The Stoxx Europe 600 index dropped 0.7%, with a sub-index of banking stocks wiping out its remaining gains for the year. UBS shares fell as much as 16%, while Credit Suisse sank 60%. Contracts on the S&P 500 edged lower, with major lenders JPMorgan Chase & Co, Bank of America Corp, Wells Fargo & Co and Citigroup Inc all down in US premarket trading. Nasdaq 100 futures steadied. A gauge of Asian shares fell by more than 1%.
Policymakers are rushing to shore up confidence after the problems at Credit Suisse (CS) and the collapse of Silicon Valley Bank (SVB) added to broader concerns over financial stability. The Federal Reserve and five other central banks announced coordinated action to boost liquidity in US dollar swap arrangements to ease strains in the global financial system. Traders are also assessing what impact recent events will have on the path of Fed policy tightening in the run-up to its next rates decision due on Wednesday.
“Markets are anxious about which bank is next to fall under trouble, as the whole system is based on confidence and events can escalate quickly, as we have seen with recent cases,” said Janet Mui, head of market analysis at RBC Brewin Dolphin. “There will be many questions and doubts on how UBS will integrate Credit Suisse given the size of the combined business.”
The anxious start to trading week prompted a flight to safety, with German and UK government bonds rallying. The policy-sensitive two-year Treasury yield fell 11 basis points, while 10-year yields dropped to lowest since September. Gold rose above $2,000 an ounce for the first time in more than a year.
Among the biggest losers in the Credit Suisse sale are investors in the bank’s riskiest bonds, known as AT1s, worth $17 billion. These money managers are set to be wiped out as the bonds become worthless due to the use of public funds for the rescue. The Swiss National Bank is offering liquidity assistance to UBS while the government is granting a guarantee for potential losses from assets UBS is taking over.
“The AT1 wipe out of CS is a wake-up call for investors of that segment and will prompt a significant re-evaluation of those bonds,” RBC Brewin’s Mui said. “That could lead to higher funding costs for European banks going forward.”
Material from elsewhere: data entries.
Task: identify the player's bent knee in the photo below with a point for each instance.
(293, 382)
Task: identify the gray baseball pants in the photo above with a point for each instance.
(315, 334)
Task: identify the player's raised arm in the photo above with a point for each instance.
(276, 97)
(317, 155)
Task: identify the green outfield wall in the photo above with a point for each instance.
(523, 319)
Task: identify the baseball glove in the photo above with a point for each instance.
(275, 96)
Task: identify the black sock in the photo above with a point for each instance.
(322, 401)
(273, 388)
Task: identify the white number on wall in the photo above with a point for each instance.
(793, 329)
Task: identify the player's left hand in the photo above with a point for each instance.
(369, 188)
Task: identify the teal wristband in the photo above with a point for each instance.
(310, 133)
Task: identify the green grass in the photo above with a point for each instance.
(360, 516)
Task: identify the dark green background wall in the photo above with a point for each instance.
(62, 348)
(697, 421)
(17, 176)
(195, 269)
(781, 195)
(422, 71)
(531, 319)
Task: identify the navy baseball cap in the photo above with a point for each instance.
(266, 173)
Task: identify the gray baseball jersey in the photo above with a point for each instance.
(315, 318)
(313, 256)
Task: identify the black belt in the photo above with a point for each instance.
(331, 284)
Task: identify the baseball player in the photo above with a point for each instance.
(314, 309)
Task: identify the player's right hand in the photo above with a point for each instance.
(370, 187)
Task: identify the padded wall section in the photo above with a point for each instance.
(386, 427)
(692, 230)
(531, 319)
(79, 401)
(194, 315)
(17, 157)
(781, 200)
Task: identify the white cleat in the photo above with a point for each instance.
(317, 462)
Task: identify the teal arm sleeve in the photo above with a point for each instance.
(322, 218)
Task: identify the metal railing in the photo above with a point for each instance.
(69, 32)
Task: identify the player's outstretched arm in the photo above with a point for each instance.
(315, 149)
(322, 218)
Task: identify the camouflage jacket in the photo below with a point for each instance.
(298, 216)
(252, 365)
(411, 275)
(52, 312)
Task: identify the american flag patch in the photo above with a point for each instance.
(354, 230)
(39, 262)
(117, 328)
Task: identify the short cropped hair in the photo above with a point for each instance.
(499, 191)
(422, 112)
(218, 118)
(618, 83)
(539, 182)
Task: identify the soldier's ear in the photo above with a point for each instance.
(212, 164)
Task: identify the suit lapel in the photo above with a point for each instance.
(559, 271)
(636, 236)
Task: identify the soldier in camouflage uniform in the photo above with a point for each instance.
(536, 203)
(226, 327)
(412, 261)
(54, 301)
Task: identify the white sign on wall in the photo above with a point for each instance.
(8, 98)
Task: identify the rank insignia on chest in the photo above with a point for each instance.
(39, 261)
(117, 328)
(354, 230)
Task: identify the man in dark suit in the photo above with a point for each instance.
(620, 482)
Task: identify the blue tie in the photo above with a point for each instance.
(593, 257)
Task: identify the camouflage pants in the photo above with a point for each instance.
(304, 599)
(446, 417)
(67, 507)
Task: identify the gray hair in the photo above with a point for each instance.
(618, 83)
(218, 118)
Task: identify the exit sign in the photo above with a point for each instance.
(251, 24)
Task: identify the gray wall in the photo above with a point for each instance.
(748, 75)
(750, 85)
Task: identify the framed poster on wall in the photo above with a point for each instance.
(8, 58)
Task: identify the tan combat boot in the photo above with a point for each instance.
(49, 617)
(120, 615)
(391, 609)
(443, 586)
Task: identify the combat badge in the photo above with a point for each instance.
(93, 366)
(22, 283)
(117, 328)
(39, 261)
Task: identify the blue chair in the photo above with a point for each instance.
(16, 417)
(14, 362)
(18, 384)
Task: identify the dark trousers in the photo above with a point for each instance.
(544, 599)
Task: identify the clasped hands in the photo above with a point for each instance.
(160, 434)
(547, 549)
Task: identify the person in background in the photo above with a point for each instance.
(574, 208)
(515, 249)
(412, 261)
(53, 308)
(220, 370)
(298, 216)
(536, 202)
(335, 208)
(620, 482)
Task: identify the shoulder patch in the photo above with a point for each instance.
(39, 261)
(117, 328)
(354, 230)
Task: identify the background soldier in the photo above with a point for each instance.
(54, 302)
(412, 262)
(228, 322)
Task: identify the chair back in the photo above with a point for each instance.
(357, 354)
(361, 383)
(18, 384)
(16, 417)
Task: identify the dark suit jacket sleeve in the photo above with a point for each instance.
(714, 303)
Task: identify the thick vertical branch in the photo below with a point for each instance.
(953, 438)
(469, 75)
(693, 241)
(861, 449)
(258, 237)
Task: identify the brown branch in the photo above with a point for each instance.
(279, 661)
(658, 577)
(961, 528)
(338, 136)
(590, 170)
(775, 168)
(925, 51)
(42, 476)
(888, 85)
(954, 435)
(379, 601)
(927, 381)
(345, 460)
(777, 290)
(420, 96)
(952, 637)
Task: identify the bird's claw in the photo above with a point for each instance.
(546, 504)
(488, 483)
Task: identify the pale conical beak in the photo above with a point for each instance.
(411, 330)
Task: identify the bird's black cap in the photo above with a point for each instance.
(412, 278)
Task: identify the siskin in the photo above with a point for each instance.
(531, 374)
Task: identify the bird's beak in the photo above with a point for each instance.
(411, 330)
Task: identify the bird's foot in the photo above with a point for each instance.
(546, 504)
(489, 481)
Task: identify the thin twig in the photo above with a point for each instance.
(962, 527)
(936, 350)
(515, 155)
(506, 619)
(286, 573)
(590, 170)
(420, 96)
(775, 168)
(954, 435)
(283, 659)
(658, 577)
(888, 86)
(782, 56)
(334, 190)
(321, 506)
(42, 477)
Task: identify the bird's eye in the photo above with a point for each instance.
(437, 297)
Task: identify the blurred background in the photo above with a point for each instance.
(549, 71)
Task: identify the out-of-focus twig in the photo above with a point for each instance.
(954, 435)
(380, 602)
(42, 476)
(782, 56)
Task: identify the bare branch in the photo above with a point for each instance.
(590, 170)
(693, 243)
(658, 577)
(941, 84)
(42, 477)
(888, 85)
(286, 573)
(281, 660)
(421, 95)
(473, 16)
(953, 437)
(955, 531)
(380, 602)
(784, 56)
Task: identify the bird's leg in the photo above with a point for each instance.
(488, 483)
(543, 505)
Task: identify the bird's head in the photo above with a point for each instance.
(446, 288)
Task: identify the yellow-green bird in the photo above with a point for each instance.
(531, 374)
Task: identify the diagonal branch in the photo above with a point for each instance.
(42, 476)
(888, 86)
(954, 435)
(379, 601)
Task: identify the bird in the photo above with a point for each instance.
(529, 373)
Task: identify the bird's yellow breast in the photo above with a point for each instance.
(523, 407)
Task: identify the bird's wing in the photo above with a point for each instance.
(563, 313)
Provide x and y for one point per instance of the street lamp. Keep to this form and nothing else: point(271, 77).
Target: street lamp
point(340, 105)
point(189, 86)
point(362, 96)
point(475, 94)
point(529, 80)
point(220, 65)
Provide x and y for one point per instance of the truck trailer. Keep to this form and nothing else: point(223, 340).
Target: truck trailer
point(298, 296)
A measure of dollar strength swung between small gains and losses. The Swiss franc and the euro fluctuated, while yen rises. Oil sank, with US benchmark West Texas Intermediate plunging below $65 a barrel to hit the lowest level since late 2021.
Meanwhile, Morgan Stanley strategist Michael Wilson said the stress in the banking system marks what’s likely to be a painful and “vicious” start of an end to the bear market in US stocks. The S&P 500 will remain unattractive until equity risk premium climbs to as high as 400 basis points from the current 230 level, according to Wilson, who is known for being one of Wall Street’s staunchest bears.
Much of the debate in markets is now focussed on whether the Fed will deliver another quarter-point hike or pause at its March 21-22 meeting, amid the heightened financial instability and a softer-than forecast reading on inflation expectations. Traders no longer see much chance of a bigger half-point hike that Chair Jerome Powell had put on the table just before concerns about financial stability emerged.